Baumärkte nehmen Kunden nicht ernst: Gravierende Probleme bei der Rücknahme von Energiesparlampen

Baumärkte nehmen Kunden nicht ernst: Gravierende Probleme bei der Rücknahme von Energiesparlampen und Bauschaumdosen

ID: 1634450
(ots) - Testbesuche der Deutschen Umwelthilfe belegen:
Baumärkte informieren Kunden unzureichend über Rückgabemöglichkeiten
schadstoffhaltiger Bauschaumdosen und Energiesparlampen - Filialen
von OBI, Hagebau und BHG belegen die letzten Plätze beim
Kundenservice - DUH fordert Kontrolle und Ahndung von Verstößen durch
Behörden

In deutschen Baumärkten werden Verbraucher schlecht darüber
informiert, wie und wo sie Baumschaumdosen oder Energiesparlampen
ordnungsgemäß entsorgen können.
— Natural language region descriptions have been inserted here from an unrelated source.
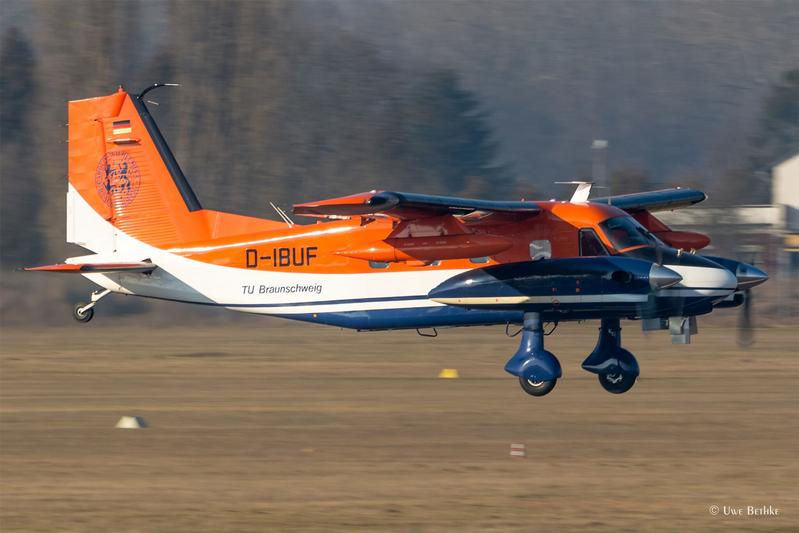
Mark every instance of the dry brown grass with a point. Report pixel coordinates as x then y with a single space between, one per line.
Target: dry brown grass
280 427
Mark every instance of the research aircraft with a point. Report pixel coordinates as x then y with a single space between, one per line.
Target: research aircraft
383 260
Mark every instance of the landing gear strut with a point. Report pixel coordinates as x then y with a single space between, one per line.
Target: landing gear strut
83 311
615 367
537 369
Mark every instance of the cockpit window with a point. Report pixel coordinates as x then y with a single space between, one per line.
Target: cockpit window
590 244
626 232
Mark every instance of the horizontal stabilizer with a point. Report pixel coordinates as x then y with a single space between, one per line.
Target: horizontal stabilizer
95 268
664 200
407 206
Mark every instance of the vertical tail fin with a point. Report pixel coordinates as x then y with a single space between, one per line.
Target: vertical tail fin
121 169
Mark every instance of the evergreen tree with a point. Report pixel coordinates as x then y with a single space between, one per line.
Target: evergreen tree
20 196
450 139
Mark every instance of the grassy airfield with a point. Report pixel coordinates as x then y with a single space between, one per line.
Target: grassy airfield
267 425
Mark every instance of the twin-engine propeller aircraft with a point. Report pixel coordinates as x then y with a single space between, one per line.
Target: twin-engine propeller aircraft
388 260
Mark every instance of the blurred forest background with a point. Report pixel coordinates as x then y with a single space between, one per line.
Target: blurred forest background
290 101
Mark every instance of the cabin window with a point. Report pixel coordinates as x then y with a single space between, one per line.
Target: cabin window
590 245
540 250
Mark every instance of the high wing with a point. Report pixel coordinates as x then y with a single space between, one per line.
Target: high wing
641 205
408 206
663 200
95 268
430 228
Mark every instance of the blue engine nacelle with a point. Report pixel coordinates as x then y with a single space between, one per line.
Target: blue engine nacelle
584 284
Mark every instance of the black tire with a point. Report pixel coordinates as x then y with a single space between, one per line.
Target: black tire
537 388
617 383
82 317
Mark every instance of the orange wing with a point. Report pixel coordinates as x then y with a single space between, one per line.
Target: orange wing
429 228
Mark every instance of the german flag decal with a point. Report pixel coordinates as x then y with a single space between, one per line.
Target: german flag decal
122 126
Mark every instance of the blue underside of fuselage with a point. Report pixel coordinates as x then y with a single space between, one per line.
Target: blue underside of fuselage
444 316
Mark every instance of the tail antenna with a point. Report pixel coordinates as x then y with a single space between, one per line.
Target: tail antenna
156 86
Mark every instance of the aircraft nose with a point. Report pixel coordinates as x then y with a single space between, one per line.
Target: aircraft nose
661 277
749 276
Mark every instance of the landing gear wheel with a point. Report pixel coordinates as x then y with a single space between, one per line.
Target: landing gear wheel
618 383
84 316
537 388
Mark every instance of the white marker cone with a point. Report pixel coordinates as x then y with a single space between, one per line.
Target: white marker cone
132 422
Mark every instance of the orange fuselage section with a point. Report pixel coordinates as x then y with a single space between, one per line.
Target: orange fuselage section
363 245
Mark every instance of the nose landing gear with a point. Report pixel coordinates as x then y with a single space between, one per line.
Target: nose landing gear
615 367
537 369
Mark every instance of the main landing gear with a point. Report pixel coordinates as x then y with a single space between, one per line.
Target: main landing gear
615 367
83 311
539 370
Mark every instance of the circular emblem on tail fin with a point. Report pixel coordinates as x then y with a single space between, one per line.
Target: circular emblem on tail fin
117 179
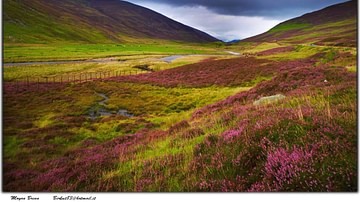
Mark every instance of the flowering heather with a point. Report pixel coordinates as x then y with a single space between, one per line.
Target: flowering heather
230 72
276 50
304 142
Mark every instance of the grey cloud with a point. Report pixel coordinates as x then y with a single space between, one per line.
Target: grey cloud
266 8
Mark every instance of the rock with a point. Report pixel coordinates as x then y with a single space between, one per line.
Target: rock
269 99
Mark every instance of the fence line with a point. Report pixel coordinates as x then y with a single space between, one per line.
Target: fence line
39 82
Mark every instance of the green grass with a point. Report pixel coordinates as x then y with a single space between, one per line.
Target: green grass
124 64
289 26
56 51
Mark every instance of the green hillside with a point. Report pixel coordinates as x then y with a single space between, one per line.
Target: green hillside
334 25
85 21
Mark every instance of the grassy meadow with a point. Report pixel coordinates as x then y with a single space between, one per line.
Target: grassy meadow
192 125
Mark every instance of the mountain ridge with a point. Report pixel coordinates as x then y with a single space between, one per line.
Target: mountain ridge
91 21
333 25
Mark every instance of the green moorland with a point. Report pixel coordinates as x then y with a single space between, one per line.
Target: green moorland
60 51
189 138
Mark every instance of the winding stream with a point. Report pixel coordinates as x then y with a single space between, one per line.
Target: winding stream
100 110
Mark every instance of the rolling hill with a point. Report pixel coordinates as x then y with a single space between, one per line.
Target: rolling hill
333 25
90 21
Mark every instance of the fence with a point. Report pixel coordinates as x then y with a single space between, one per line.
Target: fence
41 82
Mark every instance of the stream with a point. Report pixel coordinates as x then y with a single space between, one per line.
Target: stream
167 59
100 109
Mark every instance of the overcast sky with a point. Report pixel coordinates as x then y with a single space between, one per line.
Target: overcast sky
233 19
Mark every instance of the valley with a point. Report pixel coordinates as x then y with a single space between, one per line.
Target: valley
203 116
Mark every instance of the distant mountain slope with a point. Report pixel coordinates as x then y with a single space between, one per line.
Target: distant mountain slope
334 25
90 21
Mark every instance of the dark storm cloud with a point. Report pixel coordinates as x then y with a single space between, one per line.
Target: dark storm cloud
266 8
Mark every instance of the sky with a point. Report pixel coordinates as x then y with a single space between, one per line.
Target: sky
233 19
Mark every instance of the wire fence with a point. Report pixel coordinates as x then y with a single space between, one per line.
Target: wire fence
37 82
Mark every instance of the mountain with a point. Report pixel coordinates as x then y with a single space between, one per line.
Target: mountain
333 25
90 21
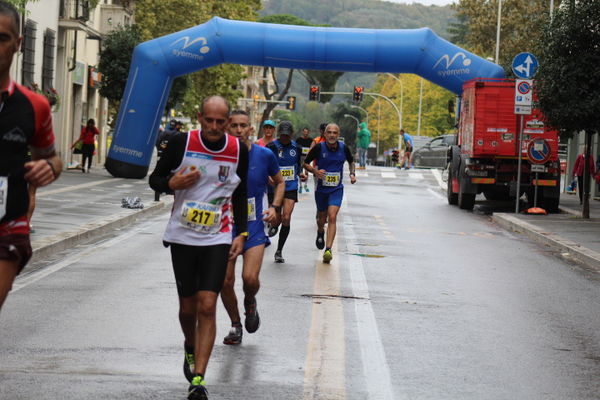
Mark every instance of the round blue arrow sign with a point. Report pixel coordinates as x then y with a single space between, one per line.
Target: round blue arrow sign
525 65
538 156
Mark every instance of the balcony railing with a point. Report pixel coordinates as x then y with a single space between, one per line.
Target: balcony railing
75 9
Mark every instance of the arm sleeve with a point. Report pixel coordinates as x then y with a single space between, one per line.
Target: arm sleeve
170 160
349 156
312 155
239 197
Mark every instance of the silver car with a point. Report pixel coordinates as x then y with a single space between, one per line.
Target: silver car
434 152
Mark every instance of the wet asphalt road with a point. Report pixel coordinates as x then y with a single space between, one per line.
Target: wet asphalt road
421 301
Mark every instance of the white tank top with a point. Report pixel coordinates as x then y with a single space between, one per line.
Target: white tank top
202 214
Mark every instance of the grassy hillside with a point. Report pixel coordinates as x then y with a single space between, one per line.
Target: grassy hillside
365 14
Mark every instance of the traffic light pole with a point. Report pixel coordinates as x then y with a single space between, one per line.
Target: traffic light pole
376 95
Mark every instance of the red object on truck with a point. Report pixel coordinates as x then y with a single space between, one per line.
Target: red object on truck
485 159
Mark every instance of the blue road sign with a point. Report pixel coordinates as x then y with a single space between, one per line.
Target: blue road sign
525 65
538 151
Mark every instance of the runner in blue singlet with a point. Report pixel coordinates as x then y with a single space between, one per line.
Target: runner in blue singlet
330 156
262 164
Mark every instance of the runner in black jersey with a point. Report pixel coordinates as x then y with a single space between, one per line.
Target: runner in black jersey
207 172
25 124
304 141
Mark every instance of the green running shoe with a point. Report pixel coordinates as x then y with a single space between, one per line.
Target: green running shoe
197 389
327 256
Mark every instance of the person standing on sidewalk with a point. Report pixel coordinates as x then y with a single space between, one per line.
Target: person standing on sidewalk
330 157
578 168
304 141
288 154
25 125
268 133
207 172
262 165
363 142
88 137
408 148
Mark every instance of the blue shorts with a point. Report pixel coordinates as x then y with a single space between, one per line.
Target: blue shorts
324 200
256 234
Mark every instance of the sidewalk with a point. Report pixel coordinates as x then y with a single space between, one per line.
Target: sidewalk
78 207
574 237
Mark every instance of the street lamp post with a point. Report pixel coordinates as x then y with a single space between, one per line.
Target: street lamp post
365 111
401 96
498 31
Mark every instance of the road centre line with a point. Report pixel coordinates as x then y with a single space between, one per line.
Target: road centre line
324 372
372 352
45 193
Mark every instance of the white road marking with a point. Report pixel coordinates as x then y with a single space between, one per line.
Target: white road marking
415 175
371 348
437 174
45 193
436 194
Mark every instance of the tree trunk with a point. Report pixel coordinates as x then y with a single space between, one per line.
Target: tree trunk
585 212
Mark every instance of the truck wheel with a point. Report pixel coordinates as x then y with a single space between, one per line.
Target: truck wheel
466 201
452 197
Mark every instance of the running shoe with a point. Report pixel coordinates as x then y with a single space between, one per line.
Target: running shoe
188 364
252 321
235 334
273 231
197 389
327 256
278 257
320 242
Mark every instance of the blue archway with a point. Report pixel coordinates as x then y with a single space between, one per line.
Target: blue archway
156 63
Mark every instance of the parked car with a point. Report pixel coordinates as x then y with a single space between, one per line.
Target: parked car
433 153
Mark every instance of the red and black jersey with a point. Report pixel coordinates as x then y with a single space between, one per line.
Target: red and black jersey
25 121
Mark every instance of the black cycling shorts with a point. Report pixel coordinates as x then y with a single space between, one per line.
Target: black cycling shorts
199 268
291 194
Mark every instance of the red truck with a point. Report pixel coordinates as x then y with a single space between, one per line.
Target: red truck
485 158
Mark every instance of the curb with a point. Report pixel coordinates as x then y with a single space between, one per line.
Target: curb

Auf diese Weise wird Verbrauchern die
Rückgabe schadstoffhaltiger Produkte im Handel erschwert. Das ist das
Ergebnis aktueller Testbesuche der Deutschen Umwelthilfe (DUH) in 38
Filialen von neun Baumarktketten. Die Testbesuche wurden in Berlin,
Brandenburg, Sachsen und Sachsen-Anhalt durchgeführt. Das beste
Gesamtergebnis beim Kundeservice zu schadstoffhaltigen Produkten
erreichten Filialen von Hellweg und Bauhaus. Am schlechtesten
schnitten OBI, Hagebau und BHG ab. Der Kundenservice zur Rücknahme
von Bauschaumdosen und Energiesparlampen befindet sich noch immer
nicht auf einem verbraucherfreundlichen Niveau und muss deutlich
verbessert werden.

"Wenn Baumärkte Umweltschutz ernst meinen, dann müssen sie auch
die volle Verantwortung für die von ihnen in Verkehr gebrachten
Produkte übernehmen. Insbesondere dann, wenn diese Schadstoffe
beinhalten. Deshalb schreibt der Gesetzgeber vor, dass Verbraucher
über die Rücknahme und ordnungsgemäße Entsorgung von
Energiesparlampen und Bauschaumdosen informiert werden müssen. Doch
genau daran hapert es nach wie vor. Das Missachten gesetzlicher
Pflichten wird durch das völlige Fehlen behördlicher Kontrollen
salonfähig gemacht. Solange die für die Kontrolle von Umweltgesetzen
zuständigen Landesbehörden untätig bleiben, wird die DUH die
Einhaltung notfalls auf dem Rechtsweg durchsetzen", sagt der


DUH-Bundesgeschäftsführer Jürgen Resch. Er fordert die
Vollzugsbehörden der Länder dazu auf, endlich aufzuwachen und
Kontrollen durchzuführen. Nur durch das konsequente Verhängen von
Bußgeldern sowie die Veröffentlichung festgestellter Verstöße kann
der Verbraucher- und Umweltschutz sichergestellt werden.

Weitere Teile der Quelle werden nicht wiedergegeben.